Upon returning to the LOL, Sam and Dean learn that Kevin has been torturing Crowley for information about his mom. Crowley -- that kinky dog -- kind of likes the physical stuff, so he tells Kevin his mother is still alive somewhere. Kevin wants to go find her, but Dean persuades him to stay. In all likelihood, Crowley is lying and Kevin the valuable prophet will just get himself nabbed by someone else. Plus, they're a family, Dean says. You, me, Sam, Cass... all family! Uh... speaking of that hot, laundering angel, just where is he? For all Dean's worry last week, this week he acts like Castiel's absence is no biggie. Squishy, naïve, brand-new human, all on his own? He'll be totally fine! Stay tuned for the full recap.

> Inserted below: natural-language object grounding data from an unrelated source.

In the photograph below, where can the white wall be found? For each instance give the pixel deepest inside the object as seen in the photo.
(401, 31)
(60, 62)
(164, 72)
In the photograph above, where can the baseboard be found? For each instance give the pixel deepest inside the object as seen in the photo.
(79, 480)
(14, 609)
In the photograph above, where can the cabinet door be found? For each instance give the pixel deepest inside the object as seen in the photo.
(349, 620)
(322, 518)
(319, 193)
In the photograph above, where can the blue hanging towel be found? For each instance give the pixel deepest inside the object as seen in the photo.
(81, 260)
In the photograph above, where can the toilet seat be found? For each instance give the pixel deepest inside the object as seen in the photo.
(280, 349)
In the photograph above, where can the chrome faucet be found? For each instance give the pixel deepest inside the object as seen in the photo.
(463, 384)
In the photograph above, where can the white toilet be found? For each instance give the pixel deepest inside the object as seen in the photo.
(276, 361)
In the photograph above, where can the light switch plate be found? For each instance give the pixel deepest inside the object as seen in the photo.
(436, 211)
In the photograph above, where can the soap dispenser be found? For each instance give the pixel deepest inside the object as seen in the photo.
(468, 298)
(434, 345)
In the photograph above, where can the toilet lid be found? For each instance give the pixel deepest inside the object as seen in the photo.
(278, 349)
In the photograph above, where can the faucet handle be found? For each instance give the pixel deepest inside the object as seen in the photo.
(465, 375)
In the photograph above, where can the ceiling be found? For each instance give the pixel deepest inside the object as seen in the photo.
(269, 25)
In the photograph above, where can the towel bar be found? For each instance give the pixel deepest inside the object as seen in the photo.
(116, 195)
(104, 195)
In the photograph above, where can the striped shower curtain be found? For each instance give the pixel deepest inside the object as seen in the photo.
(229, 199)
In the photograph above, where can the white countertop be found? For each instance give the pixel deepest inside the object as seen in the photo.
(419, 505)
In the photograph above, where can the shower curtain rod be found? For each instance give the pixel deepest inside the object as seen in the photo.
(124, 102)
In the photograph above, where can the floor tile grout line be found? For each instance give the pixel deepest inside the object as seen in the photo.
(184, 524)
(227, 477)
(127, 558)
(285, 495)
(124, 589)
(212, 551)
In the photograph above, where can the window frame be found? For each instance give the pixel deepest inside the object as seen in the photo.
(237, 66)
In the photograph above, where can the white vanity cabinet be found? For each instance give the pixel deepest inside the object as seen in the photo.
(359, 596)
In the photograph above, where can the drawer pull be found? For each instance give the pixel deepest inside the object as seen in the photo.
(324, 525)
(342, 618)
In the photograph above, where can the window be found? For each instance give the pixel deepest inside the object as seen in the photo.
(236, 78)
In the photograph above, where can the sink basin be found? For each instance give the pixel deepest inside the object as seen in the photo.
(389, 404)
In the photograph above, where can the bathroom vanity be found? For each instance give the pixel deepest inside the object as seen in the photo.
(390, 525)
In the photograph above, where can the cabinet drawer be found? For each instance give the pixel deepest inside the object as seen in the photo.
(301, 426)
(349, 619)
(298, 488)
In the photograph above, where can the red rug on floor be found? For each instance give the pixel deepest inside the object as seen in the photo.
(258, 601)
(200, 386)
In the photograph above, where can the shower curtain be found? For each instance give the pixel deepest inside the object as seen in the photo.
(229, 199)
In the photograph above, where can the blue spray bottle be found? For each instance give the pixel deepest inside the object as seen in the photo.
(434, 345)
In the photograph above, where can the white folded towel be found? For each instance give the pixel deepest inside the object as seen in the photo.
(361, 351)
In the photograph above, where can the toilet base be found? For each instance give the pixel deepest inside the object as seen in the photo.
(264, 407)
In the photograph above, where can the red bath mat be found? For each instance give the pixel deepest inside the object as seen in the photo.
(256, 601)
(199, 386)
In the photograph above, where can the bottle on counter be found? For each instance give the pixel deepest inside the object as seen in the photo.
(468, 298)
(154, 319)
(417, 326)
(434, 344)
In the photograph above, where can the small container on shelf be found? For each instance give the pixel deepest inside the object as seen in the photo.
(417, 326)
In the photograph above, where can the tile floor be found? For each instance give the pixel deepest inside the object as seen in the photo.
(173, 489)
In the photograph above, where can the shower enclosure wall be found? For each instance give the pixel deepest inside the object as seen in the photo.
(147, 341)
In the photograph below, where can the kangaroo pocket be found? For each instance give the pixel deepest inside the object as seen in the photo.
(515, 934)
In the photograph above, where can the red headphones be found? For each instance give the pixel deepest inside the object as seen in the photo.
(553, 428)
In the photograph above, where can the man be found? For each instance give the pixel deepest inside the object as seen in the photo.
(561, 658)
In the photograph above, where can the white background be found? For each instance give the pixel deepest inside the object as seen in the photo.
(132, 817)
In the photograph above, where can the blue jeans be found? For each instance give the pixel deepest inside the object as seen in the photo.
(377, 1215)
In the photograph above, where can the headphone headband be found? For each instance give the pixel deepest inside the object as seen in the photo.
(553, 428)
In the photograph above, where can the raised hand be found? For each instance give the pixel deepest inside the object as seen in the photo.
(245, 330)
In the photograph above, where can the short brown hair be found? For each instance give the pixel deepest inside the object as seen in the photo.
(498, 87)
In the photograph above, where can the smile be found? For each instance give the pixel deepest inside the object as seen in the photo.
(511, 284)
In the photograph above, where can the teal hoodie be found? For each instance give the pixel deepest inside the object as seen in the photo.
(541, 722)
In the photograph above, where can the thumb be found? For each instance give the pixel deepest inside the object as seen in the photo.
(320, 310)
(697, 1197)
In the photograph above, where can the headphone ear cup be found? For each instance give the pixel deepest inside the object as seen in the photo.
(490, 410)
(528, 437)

Then! the Winchesters met a demon named Abaddon, who wore a fabulous meat suit that looked like Alaina Huffman with perfect red hair. But she wasn't just your everyday, run-of-the-mill demon, oh no! She was a Knight of Hell, which meant she was in tight with Lucifer and probably got special parking privileges, and whatnot. Having missed out on the last 50 years due to an iffy plot twist, she was somewhat shocked and dismayed to discover that Crowley had assumed control of Hell. She was poised to crush Crowley like a bug beneath her boot, but Sam needed the ersatz king so he could finish his final "Hell Gate" trial. So he set Abaddon on fire and forced her to abandon her fabulous meat suit. No-o-o-o! Dean interrupted that last trial so that Sam wouldn't die, but then baby bro almost died anyway. Dean sent out a distress call to all angels, and got his ass kicked pretty badly as a result. Lucky for him, a helpful angel named Ezekiel also answered his call and crawled all up into Sam to heal him from within. Unfortunately, this required a bit of trickery and a complete lack of understanding of the concept of consent, but whatever. We got an unintentionally and robotically hilarious version of Sam as controlled by Ezekiel, so it was all worth it, even if Dean did feel terribly guilty about it.
Now! In a quaint little boarded-up house, in a quaint little unnamed town, a man drags an occupied body bag across a dusty, leaf-strewn floor. He carefully arranges the bag in a disgustingly stained bathtub and unzips it just enough to expose the occupant's scorched, skeletal arm.
At the same time, Dean has decided to stretch out on a picnic table at some rest stop on the way home. Did an extra angel crawl up inside Dean while nobody was looking? Because even though we're only a day or so past his face getting turned into cube steak, he now bears nary a scratch on his handsome mug. His complexion even glows like he just stepped out of the spa, for crying out loud. He and Sam have been talking over the latest. "So, what, Cass is human?" Sam asks. "Ish," Dean clarifies. "I mean, he's got no grace, no wings, no... harp, or whatever the hell else he had." Sam's a little worried about Castiel making it all the way from Colorado to the Lair o' Letters on his own, but Dean seems oddly unconcerned for someone who just recently felt sure the angels were about to wreak havoc on the guy. "If things go all Breaking Bad, he knows our number," Dean says. Fat lot of good a phone will do him if angels pop up behind him and give him more concussions.